Using the election article above as an example, I would like to extract the information immediately following the "nomineeN" field but that exists before the invocation of the next field (demarcated by a pip "|"). Thus, given the example above, I would ideally like to extract "Barack Obama" and "Mitt Romney" -- or at least the syntax in which they're embedded ('''[[Barack Obama]]''' and [[Mitt Romney]]). Other regex has extracted links from the wikimarkup, but my (failed) attempts of using a positive lookbehind assertion have been something of the flavor of:
nominees = re.findall(r'(?<=\|nominee\d\=)\S+',markup)
My thinking is that it should find strings like "|nominee1=" and "|nominee2=" with some whitespace possible between "|", "nominee", "=" and then return the content following it like "Barack Obama" and "Mitt Romney".
Upvotes: 2
Views: 1089
Reputation: 1108
Use mwparserfromhell! It condenses your code and is more reassuring for capturing the result. For usage with this example:
import mwparserfromhell as mw
text = get_wikipedia_markup('United States presidential election, 2012')
code = mw.parse(text)
templates = code.filter_templates()
for template in templates:
if template.name == 'Infobox election':
nominee1 = template.get('nominee1').value
nominee2 = template.get('nominee2').value
print nominee1
print nominee2
Very simple thing to do to capture the result.
Upvotes: 3
Reputation: 11
For infobox data like this, it's best to use DBpedia. They've done all the extraction work for you :)
http://wiki.dbpedia.org/Downloads38
See the "Ontology Infobox Properties " file. You don't have to be an ontologies expert here. Just use simple tsv parser to find the info you need!
Upvotes: 1
Reputation: 65903
First of all, you're missing a space after nominee\d
. You probably want nominee\d\s*\=
. In addition, you really don't want to be parsing markup with regex. Try using one of the suggestions here instead.
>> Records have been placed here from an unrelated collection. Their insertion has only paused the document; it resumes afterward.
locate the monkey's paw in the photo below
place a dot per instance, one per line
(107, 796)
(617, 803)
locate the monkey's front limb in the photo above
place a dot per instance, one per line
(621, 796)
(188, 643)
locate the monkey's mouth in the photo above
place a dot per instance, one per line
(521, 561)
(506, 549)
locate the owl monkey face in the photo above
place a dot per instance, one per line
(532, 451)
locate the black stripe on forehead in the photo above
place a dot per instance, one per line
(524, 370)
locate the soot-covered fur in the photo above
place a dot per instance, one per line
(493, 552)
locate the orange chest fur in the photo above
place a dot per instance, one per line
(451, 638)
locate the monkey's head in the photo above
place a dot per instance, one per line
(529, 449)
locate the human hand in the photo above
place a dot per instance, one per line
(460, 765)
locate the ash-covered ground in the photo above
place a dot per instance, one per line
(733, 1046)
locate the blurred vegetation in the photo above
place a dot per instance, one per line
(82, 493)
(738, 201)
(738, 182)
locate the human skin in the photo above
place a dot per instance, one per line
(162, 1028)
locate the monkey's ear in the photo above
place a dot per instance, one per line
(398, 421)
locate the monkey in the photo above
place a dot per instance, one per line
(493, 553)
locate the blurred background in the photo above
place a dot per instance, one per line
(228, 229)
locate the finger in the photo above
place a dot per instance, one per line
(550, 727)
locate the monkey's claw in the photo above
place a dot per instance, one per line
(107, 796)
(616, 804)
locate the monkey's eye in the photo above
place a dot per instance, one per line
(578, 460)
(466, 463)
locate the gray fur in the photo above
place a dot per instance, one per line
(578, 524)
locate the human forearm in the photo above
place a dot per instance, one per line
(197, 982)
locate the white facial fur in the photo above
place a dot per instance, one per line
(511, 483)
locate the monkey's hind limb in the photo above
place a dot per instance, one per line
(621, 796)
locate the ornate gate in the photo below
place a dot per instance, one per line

If you must do it with regex, why not a slightly more readable multi line solution?
import re
markup_string = """{{
| nominee1 = '''[[Barack Obama]]'''
| party1 = Democratic Party (United States)
| home_state1 = [[Illinois]]
| running_mate1 = '''[[Joe Biden]]'''
| nominee2 = [[Mitt Romney]]
| party2 = Republican Party (United States)
| home_state2 = [[Massachusetts]]
| running_mate2 = [[Paul Ryan]]<br>
}}"""
for match in re.finditer(r'(nominee\d\s*\=)[^|]*', markup_string, re.S):
end_nominee, end_line = match.end(1), match.end(0)
print end_nominee, end_line
print markup_string[end_nominee:end_line]
Upvotes: 0
Reputation: 25582
Lookbehinds aren't necessary here—it's much easier to use matching groups to specify exactly what should be extracted from the string. (In fact, lookbehinds can't work here with Python's regular expression engine, since the optional spaces make the expression variable-width.)
Try this regex:
\|\s*nominee\d+\s*=\s*(?:''')?\[\[([^]]+)\]\](?:''')?
Results:
re.findall(r"\|\s*nominee\d+\s*=\s*(?:''')?\[\[([^]]+)\]\](?:''')?", markup)
# => ['Barack Obama', 'Mitt Romney']
Upvotes: 1